Botte e insulti a moglie e figlio
Il ragazzo fa condannare papà

Un caso da Ddl Zan: 3 anni e e mezzo per ingiurie omofobe - Nonostante la ritrattazione della madre, che ora è accusata di calunnia

Como

Il tribunale di Como ha condannato a tre anni e mezzo di carcere un uomo di 55 anni, residente in provincia di Como, nazionalità tunisina, sposato con una cittadina italiana nonché padre di tre figli che oggi hanno 18, 16 e 14 anni.

L’imputato - un alcolista disoccupato e ludopatico, almeno per come lo descriveva sua moglie nella denuncia sporta nell’ottobre del 2019 - è stato riconosciuto colpevole di una serie di maltrattamenti nei confronti del primogenito, martoriato di botte e insulti fin dalla più tenera infanzia, ma è stato assolto dall’accusa di avere usato analogo trattamento anche nei confronti della moglie. Quest’ultima, infatti, davanti al tribunale ha ritrattato tutto, e ora rischia quantomeno un processo per calunnia, posto che l’intera vicenda processuale scaturì proprio da quella sua prima querela.

La vicenda - portata in aula dal pm Massimo Astori - è di quelle che ricadrebbero nelle fattispecie di reato contemplate dal discusso Ddl Zan. Perché oltre alle sberle e alle minacce (anche di morte), papà rinfacciava al figlio anche di essere un «finocchio», che avrebbe fatto bene a lasciare la scuola: «Hai scelto di fare finanza e “cazzeting” (marketing?, ndr)... Da giovane non ero come te, io mi davo da fare... Vai a fare l’alberghiero, così vai a servire i tavoli e prendere le mance (...) Proprio te vuoi diventare un matematico che non lo sarai mai». La deposizione resa in aula dal ragazzo è stata penosissima. Nonostante le minacce («vi ammazzo davanti a tutti», «se scopro che andate dai carabinieri finite tutti e due sui giornali», riferito a madre e figlio), il ragazzo ha avuto la forza di ricostruire la sua vita fin dagli anni dei primi ricordi, sempre identici, di terrore, violenza e sopraffazione: «Frocio, finocchio, checca (...) Diceva spesso che mi avrebbe ucciso in pubblico, che avrebbe sparato prima e me e poi a mia madre, che io non ero nessuno (...) Davanti ai miei compagni a scuola mi prendeva magari anche per i capelli, mi trascinava, nei supermercati, dappertutto... Io ho ricordi terribili, ovunque».

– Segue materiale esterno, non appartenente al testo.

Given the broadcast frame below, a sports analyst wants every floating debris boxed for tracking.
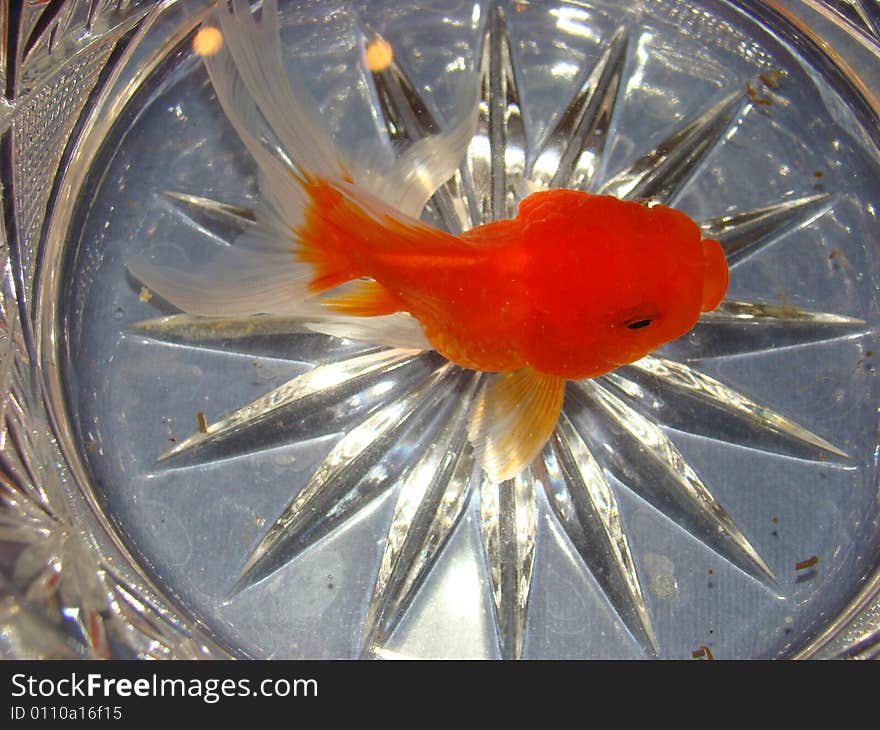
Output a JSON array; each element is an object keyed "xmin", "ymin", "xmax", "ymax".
[
  {"xmin": 795, "ymin": 555, "xmax": 818, "ymax": 571},
  {"xmin": 759, "ymin": 70, "xmax": 784, "ymax": 89},
  {"xmin": 746, "ymin": 81, "xmax": 772, "ymax": 106}
]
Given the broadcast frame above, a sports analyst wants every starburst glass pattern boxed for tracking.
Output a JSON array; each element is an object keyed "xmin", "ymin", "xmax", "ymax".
[{"xmin": 58, "ymin": 0, "xmax": 880, "ymax": 660}]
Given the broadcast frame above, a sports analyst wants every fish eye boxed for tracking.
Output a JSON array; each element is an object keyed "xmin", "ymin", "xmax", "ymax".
[{"xmin": 626, "ymin": 318, "xmax": 653, "ymax": 330}]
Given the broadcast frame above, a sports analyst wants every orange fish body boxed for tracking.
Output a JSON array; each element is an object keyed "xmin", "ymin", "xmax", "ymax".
[
  {"xmin": 129, "ymin": 1, "xmax": 729, "ymax": 482},
  {"xmin": 299, "ymin": 182, "xmax": 728, "ymax": 381}
]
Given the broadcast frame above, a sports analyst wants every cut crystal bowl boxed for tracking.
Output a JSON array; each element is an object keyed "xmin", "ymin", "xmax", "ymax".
[{"xmin": 1, "ymin": 0, "xmax": 879, "ymax": 659}]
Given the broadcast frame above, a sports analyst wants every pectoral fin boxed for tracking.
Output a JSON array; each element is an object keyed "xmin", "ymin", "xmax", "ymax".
[{"xmin": 468, "ymin": 369, "xmax": 566, "ymax": 483}]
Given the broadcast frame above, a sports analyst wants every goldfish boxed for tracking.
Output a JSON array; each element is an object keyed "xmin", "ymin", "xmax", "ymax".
[{"xmin": 128, "ymin": 0, "xmax": 729, "ymax": 483}]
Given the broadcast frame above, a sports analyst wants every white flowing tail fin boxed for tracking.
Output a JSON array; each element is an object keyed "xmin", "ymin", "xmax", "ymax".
[
  {"xmin": 127, "ymin": 0, "xmax": 340, "ymax": 317},
  {"xmin": 204, "ymin": 0, "xmax": 347, "ymax": 240},
  {"xmin": 203, "ymin": 0, "xmax": 479, "ymax": 235},
  {"xmin": 128, "ymin": 0, "xmax": 478, "ymax": 345}
]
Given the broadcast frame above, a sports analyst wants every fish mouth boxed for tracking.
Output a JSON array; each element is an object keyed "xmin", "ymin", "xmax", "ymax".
[{"xmin": 701, "ymin": 238, "xmax": 729, "ymax": 312}]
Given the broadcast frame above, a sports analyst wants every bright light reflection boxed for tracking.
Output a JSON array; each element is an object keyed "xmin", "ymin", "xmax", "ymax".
[
  {"xmin": 625, "ymin": 32, "xmax": 653, "ymax": 94},
  {"xmin": 549, "ymin": 7, "xmax": 601, "ymax": 42},
  {"xmin": 368, "ymin": 380, "xmax": 395, "ymax": 398},
  {"xmin": 550, "ymin": 60, "xmax": 579, "ymax": 79}
]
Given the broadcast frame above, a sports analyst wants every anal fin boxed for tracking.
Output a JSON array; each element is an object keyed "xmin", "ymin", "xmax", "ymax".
[
  {"xmin": 468, "ymin": 369, "xmax": 566, "ymax": 483},
  {"xmin": 323, "ymin": 279, "xmax": 401, "ymax": 317}
]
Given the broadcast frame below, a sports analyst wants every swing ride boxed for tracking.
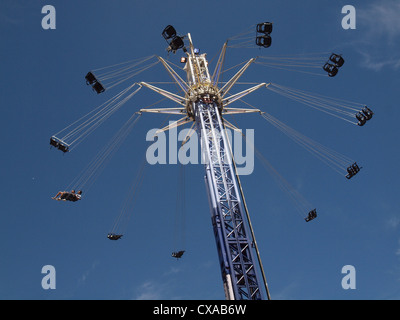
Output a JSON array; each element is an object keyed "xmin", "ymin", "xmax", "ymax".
[{"xmin": 49, "ymin": 22, "xmax": 374, "ymax": 300}]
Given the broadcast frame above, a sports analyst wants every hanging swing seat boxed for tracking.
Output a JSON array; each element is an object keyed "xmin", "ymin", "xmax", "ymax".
[
  {"xmin": 85, "ymin": 71, "xmax": 106, "ymax": 94},
  {"xmin": 52, "ymin": 190, "xmax": 82, "ymax": 202},
  {"xmin": 92, "ymin": 81, "xmax": 105, "ymax": 94},
  {"xmin": 256, "ymin": 22, "xmax": 273, "ymax": 34},
  {"xmin": 50, "ymin": 136, "xmax": 70, "ymax": 153},
  {"xmin": 346, "ymin": 162, "xmax": 361, "ymax": 179},
  {"xmin": 172, "ymin": 250, "xmax": 185, "ymax": 259},
  {"xmin": 107, "ymin": 233, "xmax": 123, "ymax": 240},
  {"xmin": 256, "ymin": 35, "xmax": 272, "ymax": 48},
  {"xmin": 85, "ymin": 71, "xmax": 97, "ymax": 85},
  {"xmin": 167, "ymin": 36, "xmax": 185, "ymax": 53},
  {"xmin": 329, "ymin": 53, "xmax": 345, "ymax": 67},
  {"xmin": 305, "ymin": 209, "xmax": 317, "ymax": 222},
  {"xmin": 362, "ymin": 106, "xmax": 373, "ymax": 120},
  {"xmin": 162, "ymin": 25, "xmax": 177, "ymax": 40},
  {"xmin": 323, "ymin": 63, "xmax": 339, "ymax": 77},
  {"xmin": 356, "ymin": 106, "xmax": 374, "ymax": 126}
]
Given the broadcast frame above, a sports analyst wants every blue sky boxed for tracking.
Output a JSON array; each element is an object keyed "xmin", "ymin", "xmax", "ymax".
[{"xmin": 1, "ymin": 0, "xmax": 400, "ymax": 300}]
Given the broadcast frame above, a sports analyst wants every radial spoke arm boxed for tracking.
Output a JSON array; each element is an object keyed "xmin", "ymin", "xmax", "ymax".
[
  {"xmin": 140, "ymin": 107, "xmax": 186, "ymax": 115},
  {"xmin": 219, "ymin": 58, "xmax": 256, "ymax": 98},
  {"xmin": 222, "ymin": 107, "xmax": 261, "ymax": 115},
  {"xmin": 222, "ymin": 83, "xmax": 269, "ymax": 106},
  {"xmin": 156, "ymin": 116, "xmax": 192, "ymax": 134},
  {"xmin": 212, "ymin": 42, "xmax": 228, "ymax": 87},
  {"xmin": 181, "ymin": 122, "xmax": 196, "ymax": 146},
  {"xmin": 157, "ymin": 56, "xmax": 190, "ymax": 93},
  {"xmin": 222, "ymin": 118, "xmax": 242, "ymax": 133},
  {"xmin": 139, "ymin": 82, "xmax": 187, "ymax": 106}
]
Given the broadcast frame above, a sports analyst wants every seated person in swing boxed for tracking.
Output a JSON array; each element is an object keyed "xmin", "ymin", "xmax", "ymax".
[
  {"xmin": 345, "ymin": 162, "xmax": 361, "ymax": 179},
  {"xmin": 305, "ymin": 209, "xmax": 317, "ymax": 222},
  {"xmin": 107, "ymin": 233, "xmax": 123, "ymax": 240},
  {"xmin": 172, "ymin": 250, "xmax": 185, "ymax": 259},
  {"xmin": 355, "ymin": 112, "xmax": 367, "ymax": 126},
  {"xmin": 52, "ymin": 190, "xmax": 82, "ymax": 202},
  {"xmin": 362, "ymin": 106, "xmax": 374, "ymax": 120}
]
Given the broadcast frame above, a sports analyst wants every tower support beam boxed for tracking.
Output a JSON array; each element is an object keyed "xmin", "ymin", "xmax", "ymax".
[
  {"xmin": 143, "ymin": 31, "xmax": 269, "ymax": 300},
  {"xmin": 195, "ymin": 100, "xmax": 263, "ymax": 300}
]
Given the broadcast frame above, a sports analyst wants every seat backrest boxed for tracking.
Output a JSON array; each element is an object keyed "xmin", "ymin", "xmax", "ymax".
[
  {"xmin": 58, "ymin": 144, "xmax": 69, "ymax": 153},
  {"xmin": 50, "ymin": 138, "xmax": 59, "ymax": 147},
  {"xmin": 329, "ymin": 54, "xmax": 345, "ymax": 67},
  {"xmin": 257, "ymin": 22, "xmax": 273, "ymax": 34},
  {"xmin": 169, "ymin": 36, "xmax": 184, "ymax": 51},
  {"xmin": 256, "ymin": 35, "xmax": 271, "ymax": 48},
  {"xmin": 85, "ymin": 72, "xmax": 96, "ymax": 85},
  {"xmin": 328, "ymin": 66, "xmax": 338, "ymax": 77},
  {"xmin": 162, "ymin": 25, "xmax": 176, "ymax": 40},
  {"xmin": 93, "ymin": 82, "xmax": 105, "ymax": 94}
]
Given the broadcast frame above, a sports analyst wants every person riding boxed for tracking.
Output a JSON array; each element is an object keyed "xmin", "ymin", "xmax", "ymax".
[
  {"xmin": 172, "ymin": 250, "xmax": 185, "ymax": 259},
  {"xmin": 107, "ymin": 233, "xmax": 123, "ymax": 240},
  {"xmin": 356, "ymin": 112, "xmax": 367, "ymax": 126},
  {"xmin": 362, "ymin": 106, "xmax": 373, "ymax": 120},
  {"xmin": 305, "ymin": 209, "xmax": 317, "ymax": 222},
  {"xmin": 52, "ymin": 190, "xmax": 82, "ymax": 202}
]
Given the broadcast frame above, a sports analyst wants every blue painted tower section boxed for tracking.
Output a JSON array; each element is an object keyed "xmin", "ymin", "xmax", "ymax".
[{"xmin": 194, "ymin": 100, "xmax": 263, "ymax": 300}]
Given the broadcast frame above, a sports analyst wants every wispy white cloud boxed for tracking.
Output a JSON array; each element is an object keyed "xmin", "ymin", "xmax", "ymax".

La deposizione del ragazzo rende se possibile ancora più incomprensibile la totale ritrattazione della madre, che all’improvviso ha negato tutto, e questo benché già nel luglio del 2016 il gip del tribunale avesse disposto l’allontanamento del padre dal nucleo familiare, salvo poi revocare il provvedimento l’anno seguente, su istanza di lei, convinta che nel frattempo il marito si fosse ravveduto.

Il comportamento dell’imputato - che non finisce sul giornale con nome e cognome soltanto perché citarlo significherebbe rendere riconoscibile il figlio, vittima dei soprusi di papà fin da prima di compiere la maggiore età, per non dire degli altri due, ancora minorenni -, il suo comportamento processuale è rimasto sempre identico, improntato a una certa sfrontatezza, sia nei confronti del pubblico ministero che dello stesso tribunale.